I think he's actually a musical genius, so I'm prejudiced, perhaps. Ok, and so are a bunch of the other people mentioned in this thread!


----------



## Hoopyfrood

JohnG said:


> I have to agree at least with @Hoopyfrood . His most popular scores are not so innovative, maybe, but are we neglecting "Dolores Claiborne?" (maybe I am too!) I remember at the time thinking, "wow -- that's not the Danny E we've heard before." And the daring it took to write Edward Scissorhands -- pretty audacious.
> 
> I think he's actually a musical genius, so I'm prejudiced, perhaps. Ok, and so are a bunch of the other people mentioned in this thread!
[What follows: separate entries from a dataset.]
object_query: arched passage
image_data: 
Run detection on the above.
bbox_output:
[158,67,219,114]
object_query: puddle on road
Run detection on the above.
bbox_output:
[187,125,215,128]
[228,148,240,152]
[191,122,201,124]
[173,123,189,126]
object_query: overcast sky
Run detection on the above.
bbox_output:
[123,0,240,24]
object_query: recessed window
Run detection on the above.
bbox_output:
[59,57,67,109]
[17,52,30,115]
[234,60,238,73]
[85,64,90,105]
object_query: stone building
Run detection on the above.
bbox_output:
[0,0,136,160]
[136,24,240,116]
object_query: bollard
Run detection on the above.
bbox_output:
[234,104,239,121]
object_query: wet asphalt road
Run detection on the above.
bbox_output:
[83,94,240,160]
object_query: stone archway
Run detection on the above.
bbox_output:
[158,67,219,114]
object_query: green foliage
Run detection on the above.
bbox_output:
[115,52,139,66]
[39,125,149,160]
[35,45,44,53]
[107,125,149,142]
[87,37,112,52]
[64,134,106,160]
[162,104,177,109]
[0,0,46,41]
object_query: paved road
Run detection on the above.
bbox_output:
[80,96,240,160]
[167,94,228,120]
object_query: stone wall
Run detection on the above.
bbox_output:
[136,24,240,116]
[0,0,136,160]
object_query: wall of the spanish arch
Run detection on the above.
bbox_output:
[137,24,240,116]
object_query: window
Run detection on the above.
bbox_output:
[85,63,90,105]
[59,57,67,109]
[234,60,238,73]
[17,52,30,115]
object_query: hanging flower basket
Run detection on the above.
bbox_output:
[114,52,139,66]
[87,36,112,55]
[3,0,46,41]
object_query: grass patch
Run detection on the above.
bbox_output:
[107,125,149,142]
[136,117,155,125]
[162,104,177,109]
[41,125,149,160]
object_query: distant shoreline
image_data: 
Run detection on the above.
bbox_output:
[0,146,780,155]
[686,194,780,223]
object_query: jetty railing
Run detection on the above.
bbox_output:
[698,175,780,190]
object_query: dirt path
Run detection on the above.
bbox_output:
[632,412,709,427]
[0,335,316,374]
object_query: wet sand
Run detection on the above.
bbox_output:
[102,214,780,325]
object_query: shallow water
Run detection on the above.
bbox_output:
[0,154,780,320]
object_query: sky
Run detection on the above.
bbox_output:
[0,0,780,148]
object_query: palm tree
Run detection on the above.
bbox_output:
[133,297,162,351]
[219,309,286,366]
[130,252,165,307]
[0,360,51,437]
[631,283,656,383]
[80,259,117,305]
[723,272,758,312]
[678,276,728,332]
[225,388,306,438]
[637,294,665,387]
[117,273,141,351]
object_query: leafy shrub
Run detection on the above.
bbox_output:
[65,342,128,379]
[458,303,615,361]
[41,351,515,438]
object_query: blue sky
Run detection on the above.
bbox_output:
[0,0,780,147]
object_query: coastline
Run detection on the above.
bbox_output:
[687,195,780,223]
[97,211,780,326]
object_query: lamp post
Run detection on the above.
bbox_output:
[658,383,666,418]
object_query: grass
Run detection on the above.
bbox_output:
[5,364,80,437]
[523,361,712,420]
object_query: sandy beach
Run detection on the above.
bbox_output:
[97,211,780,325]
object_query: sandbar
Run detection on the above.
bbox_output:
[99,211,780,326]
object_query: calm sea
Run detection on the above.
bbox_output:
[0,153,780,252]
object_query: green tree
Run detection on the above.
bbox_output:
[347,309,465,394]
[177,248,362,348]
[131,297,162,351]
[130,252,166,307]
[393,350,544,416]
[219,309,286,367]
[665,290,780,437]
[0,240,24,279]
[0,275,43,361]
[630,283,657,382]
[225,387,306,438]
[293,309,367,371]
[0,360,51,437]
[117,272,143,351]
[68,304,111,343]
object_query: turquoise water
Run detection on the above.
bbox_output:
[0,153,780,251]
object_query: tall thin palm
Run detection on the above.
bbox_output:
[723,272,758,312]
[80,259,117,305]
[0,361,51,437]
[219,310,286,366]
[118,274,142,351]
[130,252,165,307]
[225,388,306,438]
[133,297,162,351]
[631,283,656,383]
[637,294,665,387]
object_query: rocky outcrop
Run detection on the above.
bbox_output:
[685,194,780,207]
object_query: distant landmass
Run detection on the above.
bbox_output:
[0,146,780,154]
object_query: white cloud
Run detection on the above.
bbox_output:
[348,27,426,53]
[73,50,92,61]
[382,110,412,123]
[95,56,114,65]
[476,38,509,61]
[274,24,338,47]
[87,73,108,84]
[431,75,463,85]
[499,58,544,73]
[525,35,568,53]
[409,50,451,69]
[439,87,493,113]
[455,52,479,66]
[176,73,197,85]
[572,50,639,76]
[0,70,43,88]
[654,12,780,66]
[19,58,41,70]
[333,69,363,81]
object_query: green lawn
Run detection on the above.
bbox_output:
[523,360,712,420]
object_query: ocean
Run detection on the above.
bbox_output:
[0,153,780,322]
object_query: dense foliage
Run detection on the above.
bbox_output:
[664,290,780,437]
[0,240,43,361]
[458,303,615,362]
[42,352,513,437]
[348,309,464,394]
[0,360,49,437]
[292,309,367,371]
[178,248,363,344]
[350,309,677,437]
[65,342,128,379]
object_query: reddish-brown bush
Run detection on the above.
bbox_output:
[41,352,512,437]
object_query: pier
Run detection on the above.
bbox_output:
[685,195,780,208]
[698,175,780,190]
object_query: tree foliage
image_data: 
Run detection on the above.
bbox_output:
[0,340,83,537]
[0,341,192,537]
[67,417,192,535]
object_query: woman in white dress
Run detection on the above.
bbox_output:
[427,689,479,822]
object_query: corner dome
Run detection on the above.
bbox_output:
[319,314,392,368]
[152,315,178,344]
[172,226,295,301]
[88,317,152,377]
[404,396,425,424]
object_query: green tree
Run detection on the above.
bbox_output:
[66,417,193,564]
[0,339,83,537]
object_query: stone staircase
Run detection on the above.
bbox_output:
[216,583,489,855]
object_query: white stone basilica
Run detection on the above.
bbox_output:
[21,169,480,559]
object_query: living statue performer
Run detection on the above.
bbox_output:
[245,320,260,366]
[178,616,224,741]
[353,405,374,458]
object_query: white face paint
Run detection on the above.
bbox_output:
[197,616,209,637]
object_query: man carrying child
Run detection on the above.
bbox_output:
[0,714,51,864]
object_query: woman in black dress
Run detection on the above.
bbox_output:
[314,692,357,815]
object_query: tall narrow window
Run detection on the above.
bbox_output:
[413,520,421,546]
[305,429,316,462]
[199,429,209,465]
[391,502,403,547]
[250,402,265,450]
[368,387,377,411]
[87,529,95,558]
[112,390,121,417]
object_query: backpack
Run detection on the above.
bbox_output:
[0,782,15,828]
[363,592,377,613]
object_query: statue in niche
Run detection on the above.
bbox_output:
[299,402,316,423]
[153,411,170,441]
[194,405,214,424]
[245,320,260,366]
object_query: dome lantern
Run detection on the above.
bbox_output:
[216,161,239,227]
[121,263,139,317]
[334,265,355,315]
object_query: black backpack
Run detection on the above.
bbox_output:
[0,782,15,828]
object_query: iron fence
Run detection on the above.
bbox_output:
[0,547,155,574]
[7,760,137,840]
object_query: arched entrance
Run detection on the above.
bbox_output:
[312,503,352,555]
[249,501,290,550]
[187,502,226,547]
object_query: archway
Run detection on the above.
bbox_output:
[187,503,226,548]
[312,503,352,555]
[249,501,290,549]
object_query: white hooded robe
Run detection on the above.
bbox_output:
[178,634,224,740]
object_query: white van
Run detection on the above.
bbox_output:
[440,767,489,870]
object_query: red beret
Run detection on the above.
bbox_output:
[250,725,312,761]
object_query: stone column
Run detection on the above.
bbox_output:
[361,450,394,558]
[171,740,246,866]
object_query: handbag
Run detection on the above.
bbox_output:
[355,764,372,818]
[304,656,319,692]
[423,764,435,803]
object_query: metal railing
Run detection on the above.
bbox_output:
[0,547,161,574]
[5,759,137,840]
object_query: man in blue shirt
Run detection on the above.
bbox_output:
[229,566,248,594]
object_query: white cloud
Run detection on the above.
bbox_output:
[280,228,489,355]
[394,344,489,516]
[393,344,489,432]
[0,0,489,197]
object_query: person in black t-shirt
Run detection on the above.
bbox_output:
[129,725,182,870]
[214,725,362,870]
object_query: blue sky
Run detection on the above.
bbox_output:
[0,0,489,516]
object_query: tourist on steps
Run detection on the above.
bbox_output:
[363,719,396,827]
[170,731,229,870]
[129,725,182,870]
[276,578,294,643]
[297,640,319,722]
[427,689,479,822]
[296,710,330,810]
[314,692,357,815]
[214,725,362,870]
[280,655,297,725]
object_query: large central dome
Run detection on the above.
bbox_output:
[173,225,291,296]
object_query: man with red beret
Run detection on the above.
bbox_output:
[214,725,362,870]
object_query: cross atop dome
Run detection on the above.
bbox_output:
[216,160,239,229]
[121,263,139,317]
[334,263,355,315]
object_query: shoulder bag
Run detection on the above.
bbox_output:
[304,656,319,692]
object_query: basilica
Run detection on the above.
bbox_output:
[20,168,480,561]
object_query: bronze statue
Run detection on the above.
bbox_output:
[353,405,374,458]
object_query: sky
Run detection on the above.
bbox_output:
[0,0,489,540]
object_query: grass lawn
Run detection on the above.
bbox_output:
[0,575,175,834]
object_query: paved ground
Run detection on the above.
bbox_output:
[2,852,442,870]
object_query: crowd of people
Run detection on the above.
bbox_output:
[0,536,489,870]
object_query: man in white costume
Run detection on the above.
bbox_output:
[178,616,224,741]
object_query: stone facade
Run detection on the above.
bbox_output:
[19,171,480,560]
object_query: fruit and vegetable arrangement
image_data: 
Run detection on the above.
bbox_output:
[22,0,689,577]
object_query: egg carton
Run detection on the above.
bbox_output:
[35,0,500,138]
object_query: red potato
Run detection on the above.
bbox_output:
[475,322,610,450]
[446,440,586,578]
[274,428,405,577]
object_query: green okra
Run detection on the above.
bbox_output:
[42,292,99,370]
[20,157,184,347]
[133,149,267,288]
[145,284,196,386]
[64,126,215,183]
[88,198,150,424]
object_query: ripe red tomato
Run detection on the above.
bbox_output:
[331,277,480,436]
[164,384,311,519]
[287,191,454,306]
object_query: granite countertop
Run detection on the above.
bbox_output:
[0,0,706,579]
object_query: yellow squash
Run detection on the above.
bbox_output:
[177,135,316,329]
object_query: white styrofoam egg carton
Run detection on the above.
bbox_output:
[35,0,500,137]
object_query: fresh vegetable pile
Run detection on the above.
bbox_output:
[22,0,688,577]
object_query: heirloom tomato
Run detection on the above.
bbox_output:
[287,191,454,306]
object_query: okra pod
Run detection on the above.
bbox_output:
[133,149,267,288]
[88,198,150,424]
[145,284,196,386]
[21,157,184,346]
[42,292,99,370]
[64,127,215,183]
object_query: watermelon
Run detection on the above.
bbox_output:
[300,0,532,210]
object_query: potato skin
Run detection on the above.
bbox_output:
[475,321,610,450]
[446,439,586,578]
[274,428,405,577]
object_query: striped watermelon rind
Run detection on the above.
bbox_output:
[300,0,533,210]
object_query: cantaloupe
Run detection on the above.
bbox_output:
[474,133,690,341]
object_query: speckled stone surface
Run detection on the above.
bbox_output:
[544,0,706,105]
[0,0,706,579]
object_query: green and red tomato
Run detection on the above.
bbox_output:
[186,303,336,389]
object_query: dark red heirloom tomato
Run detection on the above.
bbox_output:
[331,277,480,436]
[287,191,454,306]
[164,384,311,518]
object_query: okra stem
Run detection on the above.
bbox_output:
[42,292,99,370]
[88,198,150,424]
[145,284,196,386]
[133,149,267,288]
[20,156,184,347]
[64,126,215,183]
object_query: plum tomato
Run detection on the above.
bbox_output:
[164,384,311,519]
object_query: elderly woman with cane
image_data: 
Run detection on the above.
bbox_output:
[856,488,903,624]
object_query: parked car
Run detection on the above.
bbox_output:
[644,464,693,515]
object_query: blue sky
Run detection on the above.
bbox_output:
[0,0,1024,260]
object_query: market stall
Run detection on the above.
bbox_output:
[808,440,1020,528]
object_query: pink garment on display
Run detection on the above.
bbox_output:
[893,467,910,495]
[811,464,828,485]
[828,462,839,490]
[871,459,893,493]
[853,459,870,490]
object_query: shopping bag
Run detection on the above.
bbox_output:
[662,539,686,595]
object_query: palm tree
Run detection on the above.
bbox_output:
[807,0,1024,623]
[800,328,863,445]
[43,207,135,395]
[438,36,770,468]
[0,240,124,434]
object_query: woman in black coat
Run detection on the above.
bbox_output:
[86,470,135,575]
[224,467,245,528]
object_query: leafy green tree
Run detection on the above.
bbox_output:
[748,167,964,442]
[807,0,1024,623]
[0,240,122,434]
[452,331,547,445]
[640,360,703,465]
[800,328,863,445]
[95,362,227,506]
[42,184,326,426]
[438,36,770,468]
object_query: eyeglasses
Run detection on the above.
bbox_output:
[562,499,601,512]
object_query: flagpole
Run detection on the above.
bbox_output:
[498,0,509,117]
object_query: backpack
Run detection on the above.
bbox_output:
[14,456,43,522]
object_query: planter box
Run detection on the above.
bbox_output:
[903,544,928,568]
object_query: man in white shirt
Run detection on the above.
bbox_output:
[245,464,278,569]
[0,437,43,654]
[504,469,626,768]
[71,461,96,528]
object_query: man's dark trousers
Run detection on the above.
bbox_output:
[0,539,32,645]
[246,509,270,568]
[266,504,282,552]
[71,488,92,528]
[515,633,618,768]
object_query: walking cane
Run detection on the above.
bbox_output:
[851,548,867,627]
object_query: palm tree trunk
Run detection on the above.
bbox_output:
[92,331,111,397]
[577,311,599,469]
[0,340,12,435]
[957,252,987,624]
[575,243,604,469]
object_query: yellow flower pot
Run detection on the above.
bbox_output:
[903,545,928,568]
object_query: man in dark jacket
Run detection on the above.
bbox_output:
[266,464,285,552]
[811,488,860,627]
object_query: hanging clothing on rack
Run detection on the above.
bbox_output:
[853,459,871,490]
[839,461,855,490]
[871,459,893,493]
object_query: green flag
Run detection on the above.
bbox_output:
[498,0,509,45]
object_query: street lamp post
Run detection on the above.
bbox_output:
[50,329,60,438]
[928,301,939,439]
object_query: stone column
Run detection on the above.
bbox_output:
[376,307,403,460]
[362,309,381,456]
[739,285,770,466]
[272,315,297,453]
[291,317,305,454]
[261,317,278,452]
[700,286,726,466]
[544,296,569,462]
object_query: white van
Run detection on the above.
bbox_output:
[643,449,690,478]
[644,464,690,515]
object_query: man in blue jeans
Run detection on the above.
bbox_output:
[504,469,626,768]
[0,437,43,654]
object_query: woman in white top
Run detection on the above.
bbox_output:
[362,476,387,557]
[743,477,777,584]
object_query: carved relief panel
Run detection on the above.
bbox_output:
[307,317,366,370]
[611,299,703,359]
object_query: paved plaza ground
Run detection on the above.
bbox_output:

Also, can you really be influential without being innovative? You have to have done something to make people want to copy you. My fave of his is the Beetlejuice theme and I haven't heard anything like it before or since. Also four people picked John Williams, as talented as he is and as fantastic scores as he's written his whole appeal was that he was capable of sounding like the scores of the golden age of cinema.


----------



## JohnG

Hoopyfrood said:


> ....Also four people picked John Williams, as talented as he is and as fantastic scores as he's written his whole appeal was that he was capable of sounding like the scores of the golden age of cinema.


At his greatest, I think JW brought a heck of a lot more than that, but I still get your point.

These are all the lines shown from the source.